Кэтрин прислонилась головой к дверной притолоке и рассмеялась. Приятно было слышать ее звонкий смех. Я подмигнул Джону Саймону, как бы намекая на то, что он правильно сделал бы, если бы всегда держал свои мысли под освежающим душем этого смеха.
— Что за человек был твой отец? — спросил Джон Саймон у Кэтрин.
— Я не очень — то хорошо помню его. Но насколько помню, он, как и ты, часто задумывался над жизнью и за думами своими протирал штаны как раз в тех местах, что и ты.
Приложив материю к краям дыры и убедившись, что ее недостаточно для заплаты, Кэтрин тяжело вздохнула.

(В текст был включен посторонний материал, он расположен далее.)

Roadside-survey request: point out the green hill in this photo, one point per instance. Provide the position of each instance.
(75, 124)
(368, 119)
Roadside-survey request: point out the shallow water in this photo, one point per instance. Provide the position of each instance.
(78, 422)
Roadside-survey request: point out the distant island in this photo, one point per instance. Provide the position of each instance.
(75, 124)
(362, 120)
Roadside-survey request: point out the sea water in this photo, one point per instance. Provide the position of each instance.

— Немножко, я бы сказала, старик мой походил и на арфиста. Вот такие же удивленные карие глаза, такие же кудри, падающие на лоб. Ему хотелось украсить каждый день венком из музыки, смеха и неожиданностей. Удивление в его взгляде никогда не исчезало, потому что наступал вечер, а венка не было. Отец и мать жили очень счастливо, но причины их счастья я так и не могла понять. Стоило ему увидеть, что мать слишком усердствует, наводя порядок и чистоту в доме, как он обрушивался на нее и начинал бранить на чем свет стоит. «Эй, женщина, — кричал он ей, — брось ты землю носом рыть! Горе и нужда, женщина, воняют затхлостью, и этого запаха никогда и ничем не перешибешь. А когда я вижу, как ты согнулась в три погибели над лоханкой, я слышу эту вонь еще сильнее и пронзительнее». Иной раз мать не оставалась в долгу и в свою очередь разражалась бранью, с таким ожесточением размахивая тряпкой, точно собиралась сразу сделать уборку на всю жизнь. Но бывало и иначе: тряпка падала из разжатых пальцев матери, а сама она поднимала глаза на отца, будто именно в такие минуты вдруг чувствовала на языке особый вкус той правды, которую он так горячо отстаивал. И тогда она начинала тормошить его, пока они не падали, расплескивая воду из ведра, и она растекалась по всем углам кухни. А они хохотали и любовно теребили друг друга, порой даже пугая меня своим неистовством. Иной раз мне думается: в любви есть какая — то очистительная дикость! Они умерли друг за другом, с промежутком в одну неделю, в ту зиму, когда лютовал грипп. И я осталась так одинока, что и сейчас еще помню чувство ожидания весны, которая наступала так медленно, как ничто и никогда на свете. И все — таки в смерти отца и матери был какой — то смысл, была в этом и справедливость. Они выдумали для себя островок радости, достаточно большой для них самих и для смерти. Стоило бы кому — нибудь или чему — нибудь вмешаться в их жизнь — и рухнули бы все се устои.